Tuesday, January 04, 2005
Cup 15: Changes
when: 2 pm, Jan 4, 2005
what: Starbuck's French Roast
with: Sheridan Kelley, Owen Smith
I got a sad reaffirmation of something I'd been suspecting today. A decade ago I idolized my friend Andrew J. Hathaway. Andrew was the first professional photographer I'd met. My first understanding of the differences between a pro and an amatuer photographer came one day when Andrew and I were at an outdoor bar in Camden, Maine with a group of others. Andrew was taking pictures of us. I was the only one who noticed, and only then because I was really paying attention. The camera was an extension of his body. The camera was out, the picture taken, the camera put away in such a fluid, natural motion before anyone even realized that he'd taken their picture. Maybe a good photographer knows how to make their subject comfortable, but with a great photographer the subject never thinks to be uncomfortable in the first place. It was a talent I tried unsuccessfully to master. Now I fear it is a moot point.
Today I met Owen and Sheridan for lunch. I had the camera out and was snapping pictures of them (and my coffee) and they didn't react at all. I hadn't informed them of the project I'm doing, either. I think this is a sign of the times. We are under such constant surveilance now whenever we leave the house that I think that people just take it for granted now when their picture is taken. It used to be a big deal. Not long ago people would get very uncomforatable if the camera was out, and candid shots were all but impossible. Now people just don't care.
Anyhow, cup 15 was at the Memorial Union, meeting with Sheridan Kelley, who also teaches for the New Media dept., and Owen Smith, our boss, to discuss classes next semester and in the future. Next semester I'm teaching just one class, Intro to Digital Art, which will be a welcome break since I'm so buried in other projects. Today I got the welcome news that we got the go-ahead for developing the completely on-line version of the class. I'm very excited about this since such educational opportunities are very limited in this state, and being able to take the class online will open it up to a whole lot of people who couldn't take it otherwise.
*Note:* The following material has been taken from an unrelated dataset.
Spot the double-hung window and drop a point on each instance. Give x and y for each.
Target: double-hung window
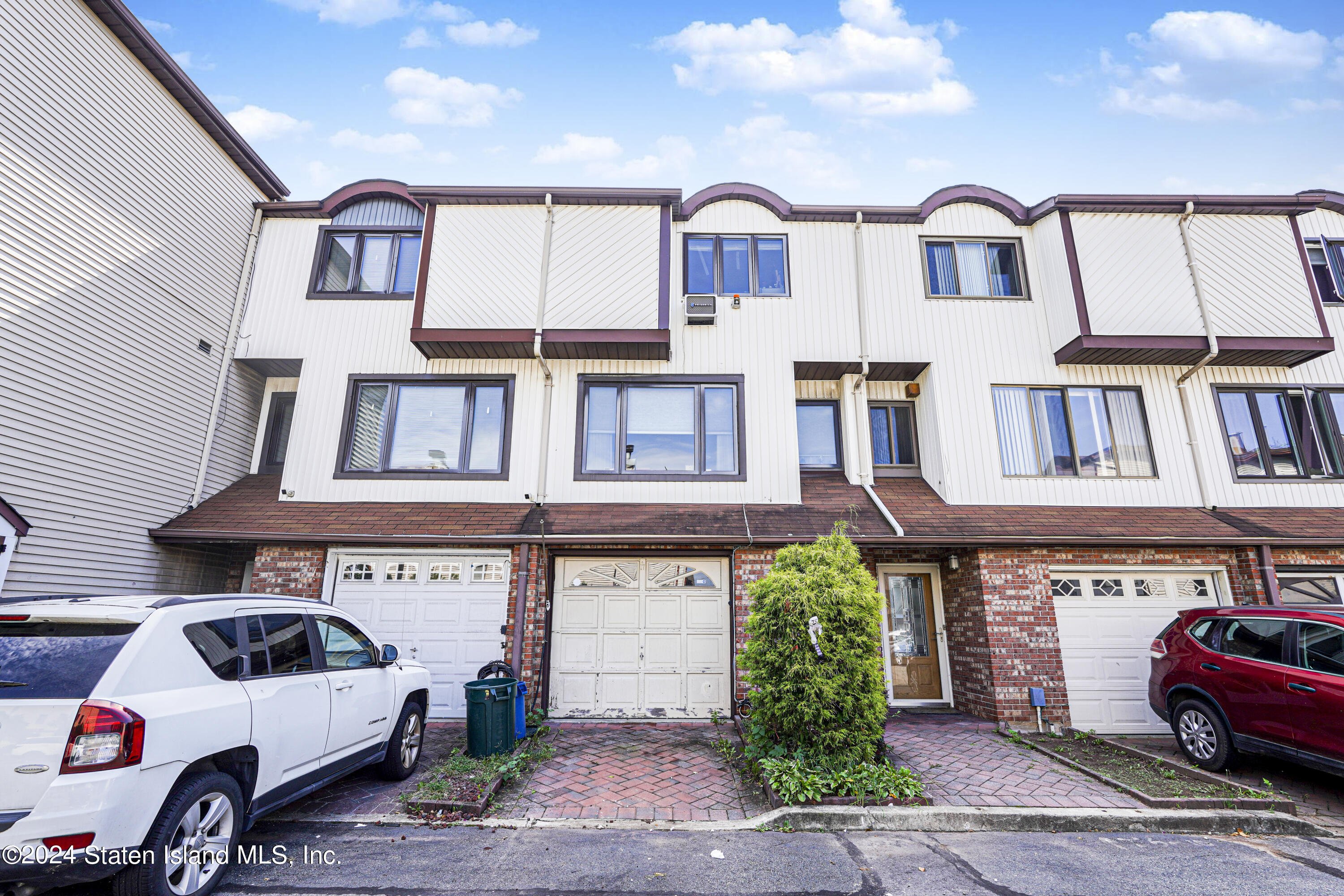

The Memorial Union was once the hub for student activity on campus, until the University administration stepped in. Now there is a Starbucks at the heart of the University. Is this a trend at all Universities, or is UMO substandard? The Union used to have study lounges, meeting rooms, and two spaces where students could actually put on live entertainment, and all the food was done by campus dining services. All these things have been done away with. It was a big deal when they were redoing the Union. They formed a committee of faculty and students to decide how best to revamp the Student Union. They came up with a great plan that the administration took and said, thanks, but we've already hired someone else to do a plan. It was some guy out of Texas who designs airport food courts who'd never set foot on campus, and never bothered to ask what students wanted or needed. Now there is no place to study, no place for shows, no place to gather comfortably in groups larger than four. And it is Taco Bell, Starbucks, crap like that, all with the harsh unpleasant atmosphere of an airport food court.
And yes, the Starbucks coffee tasted exactly like every other cup of Starbucks coffee. If I closed my eyes, I could have been at any airport, any mall food court in the USA. Today, though, I learned a better word for that vaguely like the bottom of an ashtray yet not quite unpleasant taste of Starbucks coffee: carbony.